Paths: Rebecca Kimitch '98

Rebecca Kimitch remembers how excited she felt as a child when Time and Newsweek magazines arrived at her front door.

“I couldn’t wait to read them,” she remembers. “I thought, ‘I want to write this, I want to do this. I want to be a journalist!’”

Today, Kimitch is precisely that: a Pulitzer Prize-winning reporter for the Los Angeles News Group, which includes nine newspapers in southern California. She and her investigative reporting team received journalism’s highest honor earlier this year for their inquiry into corruption in a cash-strapped school district. 

And yet, her path to her chosen career was anything but direct. 

Journalism school would have been an obvious choice for the aspiring reporter; it would have provided an entrée into the field and many internship and networking opportunities. But after a college counselor reminded Kimitch that she could learn journalism on the job, she opted to explore all her interests and study the arts and sciences. 

“One Russian lit class and I was in love, so I took as many as I could,” she remembers. She decided to major in comparative literature, and her intellectual curiosity blossomed. “At Northwestern, I never felt shy about getting excited by some obscure aspect of anthropology, for example,” Kimitch says. “Nor did I feel embarrassed when I knew nothing about a facet of U.S. history that everyone else had learned in high school.”

Kimitch’s interest in Latin American literature led her to spend two quarters studying in Ecuador. By the time she returned to Northwestern as a senior, she was proficient in Spanish.

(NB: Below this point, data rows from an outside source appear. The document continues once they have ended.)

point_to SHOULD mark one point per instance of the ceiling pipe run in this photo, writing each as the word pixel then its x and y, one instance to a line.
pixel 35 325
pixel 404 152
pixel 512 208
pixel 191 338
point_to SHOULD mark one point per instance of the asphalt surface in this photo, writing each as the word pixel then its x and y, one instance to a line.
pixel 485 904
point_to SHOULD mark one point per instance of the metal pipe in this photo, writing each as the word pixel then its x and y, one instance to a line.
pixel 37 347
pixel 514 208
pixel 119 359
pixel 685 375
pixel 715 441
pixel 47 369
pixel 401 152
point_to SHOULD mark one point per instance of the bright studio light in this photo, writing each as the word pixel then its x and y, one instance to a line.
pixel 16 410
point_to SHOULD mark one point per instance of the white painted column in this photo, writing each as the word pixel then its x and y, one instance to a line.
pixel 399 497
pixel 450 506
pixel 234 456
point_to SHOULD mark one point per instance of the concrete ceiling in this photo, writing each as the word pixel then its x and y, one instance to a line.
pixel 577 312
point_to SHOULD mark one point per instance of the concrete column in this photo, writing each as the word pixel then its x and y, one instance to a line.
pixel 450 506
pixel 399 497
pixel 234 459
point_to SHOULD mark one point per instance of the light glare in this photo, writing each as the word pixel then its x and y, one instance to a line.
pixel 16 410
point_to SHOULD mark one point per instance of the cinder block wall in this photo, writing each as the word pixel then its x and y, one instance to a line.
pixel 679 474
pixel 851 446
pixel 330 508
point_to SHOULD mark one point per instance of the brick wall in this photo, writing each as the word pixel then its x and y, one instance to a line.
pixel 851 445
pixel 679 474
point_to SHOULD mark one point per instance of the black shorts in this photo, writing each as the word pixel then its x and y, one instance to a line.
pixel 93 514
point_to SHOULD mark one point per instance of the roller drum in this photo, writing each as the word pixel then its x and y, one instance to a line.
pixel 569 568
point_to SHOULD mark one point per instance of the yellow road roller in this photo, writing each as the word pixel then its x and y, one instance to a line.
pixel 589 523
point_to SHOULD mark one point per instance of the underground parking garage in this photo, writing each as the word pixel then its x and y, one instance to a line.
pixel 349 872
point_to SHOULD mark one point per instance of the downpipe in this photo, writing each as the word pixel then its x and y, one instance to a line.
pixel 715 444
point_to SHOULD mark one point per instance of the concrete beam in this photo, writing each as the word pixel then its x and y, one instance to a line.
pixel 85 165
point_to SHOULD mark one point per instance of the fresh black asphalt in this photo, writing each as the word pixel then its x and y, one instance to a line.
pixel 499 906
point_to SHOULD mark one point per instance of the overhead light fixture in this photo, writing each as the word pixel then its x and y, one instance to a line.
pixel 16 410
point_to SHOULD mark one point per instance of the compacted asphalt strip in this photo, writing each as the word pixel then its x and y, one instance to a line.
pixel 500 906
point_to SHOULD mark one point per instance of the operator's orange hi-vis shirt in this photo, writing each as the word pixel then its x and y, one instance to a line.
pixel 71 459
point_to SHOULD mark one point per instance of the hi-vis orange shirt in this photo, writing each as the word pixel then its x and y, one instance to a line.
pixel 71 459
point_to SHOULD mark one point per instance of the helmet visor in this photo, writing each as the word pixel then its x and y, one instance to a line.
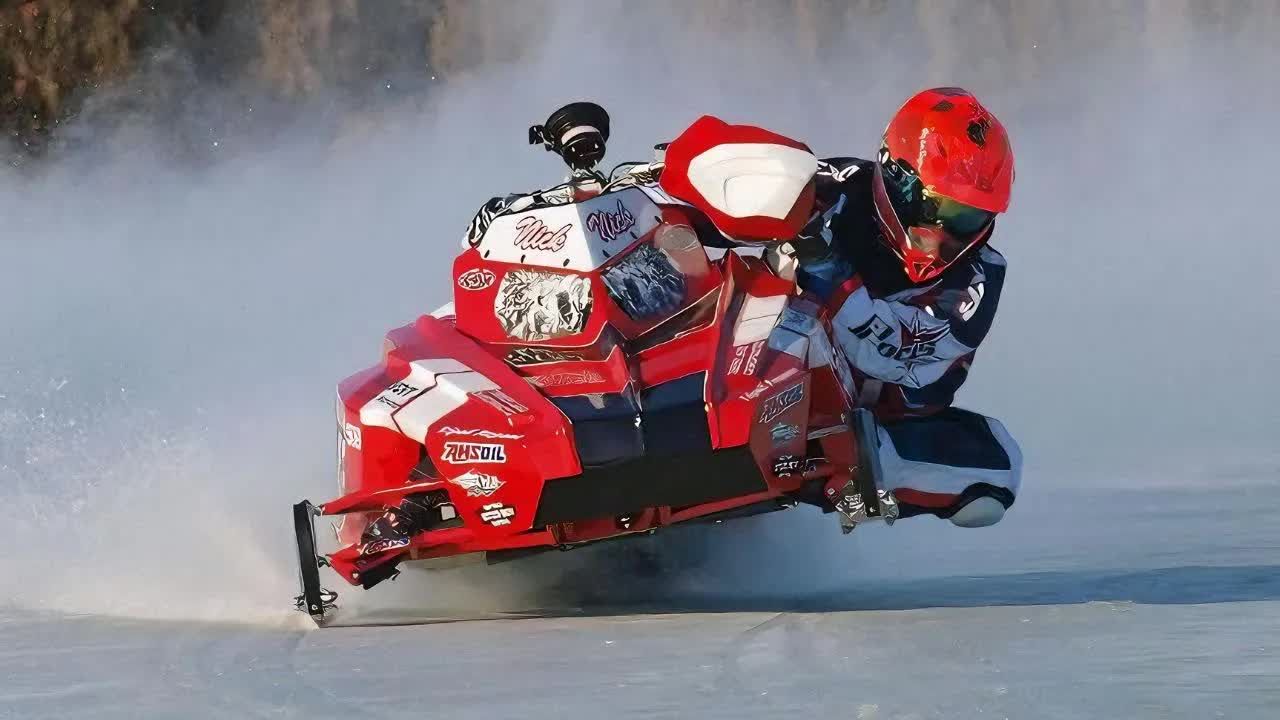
pixel 954 217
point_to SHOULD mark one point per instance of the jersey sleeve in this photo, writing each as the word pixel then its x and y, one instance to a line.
pixel 915 337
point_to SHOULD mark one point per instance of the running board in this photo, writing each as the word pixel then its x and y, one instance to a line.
pixel 869 475
pixel 315 600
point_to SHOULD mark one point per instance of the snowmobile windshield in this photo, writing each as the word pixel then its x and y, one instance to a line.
pixel 653 281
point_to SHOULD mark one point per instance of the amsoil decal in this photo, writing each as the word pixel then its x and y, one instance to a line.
pixel 608 224
pixel 499 400
pixel 476 278
pixel 497 514
pixel 745 359
pixel 474 432
pixel 476 483
pixel 781 402
pixel 478 452
pixel 533 233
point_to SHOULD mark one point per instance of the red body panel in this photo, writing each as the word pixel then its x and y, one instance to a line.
pixel 461 411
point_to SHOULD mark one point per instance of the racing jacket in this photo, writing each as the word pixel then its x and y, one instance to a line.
pixel 910 346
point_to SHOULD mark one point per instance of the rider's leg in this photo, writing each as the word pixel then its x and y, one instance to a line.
pixel 958 465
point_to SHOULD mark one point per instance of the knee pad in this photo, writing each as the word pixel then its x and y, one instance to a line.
pixel 978 513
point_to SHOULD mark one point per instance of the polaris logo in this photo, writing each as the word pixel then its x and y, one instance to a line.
pixel 478 278
pixel 476 452
pixel 781 402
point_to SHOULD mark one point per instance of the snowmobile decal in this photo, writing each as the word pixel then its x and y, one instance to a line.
pixel 502 401
pixel 533 305
pixel 645 283
pixel 472 432
pixel 558 236
pixel 476 483
pixel 497 514
pixel 608 224
pixel 478 278
pixel 351 434
pixel 781 402
pixel 433 390
pixel 534 235
pixel 478 452
pixel 536 355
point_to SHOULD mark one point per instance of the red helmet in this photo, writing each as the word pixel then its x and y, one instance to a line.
pixel 945 172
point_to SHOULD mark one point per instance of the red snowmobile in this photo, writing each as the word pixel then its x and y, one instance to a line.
pixel 599 374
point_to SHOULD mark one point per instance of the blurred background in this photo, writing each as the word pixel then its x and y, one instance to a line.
pixel 211 210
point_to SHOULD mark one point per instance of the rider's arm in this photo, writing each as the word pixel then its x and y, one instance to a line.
pixel 915 337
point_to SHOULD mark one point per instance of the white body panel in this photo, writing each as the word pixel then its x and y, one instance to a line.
pixel 433 390
pixel 748 180
pixel 574 237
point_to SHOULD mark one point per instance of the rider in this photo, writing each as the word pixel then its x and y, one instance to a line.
pixel 899 251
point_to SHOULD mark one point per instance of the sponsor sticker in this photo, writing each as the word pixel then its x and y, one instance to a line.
pixel 784 432
pixel 476 278
pixel 533 233
pixel 351 433
pixel 781 402
pixel 746 358
pixel 535 355
pixel 476 452
pixel 383 545
pixel 608 224
pixel 497 514
pixel 561 379
pixel 501 401
pixel 472 432
pixel 787 465
pixel 476 483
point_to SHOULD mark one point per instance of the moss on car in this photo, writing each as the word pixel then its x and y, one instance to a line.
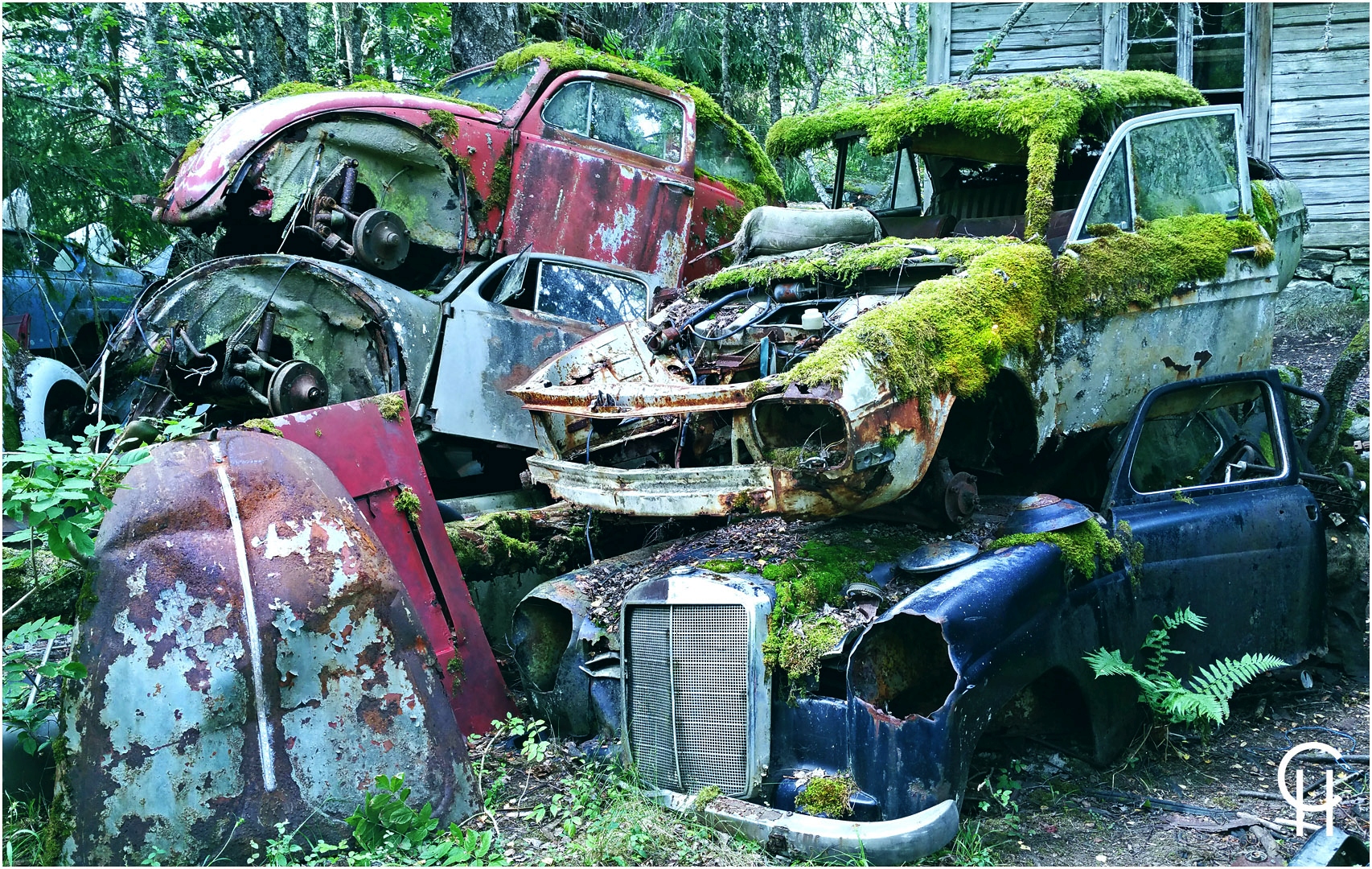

Her language skills enabled her to spend several years after college working as a reporter in Costa Rica and to later serve as manager of Impacto, a Spanish-language weekly newspaper in Los Angeles. 

At Weinberg, “I learned how to ask better questions and to investigate subjects I knew nothing about, which are both critical reporting skills,” Kimitch says. “Those skills didn’t just develop thanks to probing professors — my fellow Wildcats embraced my intellectual curiosity as well.”

In fact, it was that intellectual curiosity — as much as or perhaps even more than her writing skills — that likely secured Kimitch her first journalism job. “At the interview, the editor noted I hadn’t majored in journalism, so he told me to go get the Associated Press stylebook, read up on newswriting, and come back,” Kimitch recalls, still amazed. “I did just that, and passed his test and was hired.” 

Northwestern, Kimitch concludes, “gave me confidence in who I am. That confidence helps me today, to walk into a room of politicians and challenge their decision making.”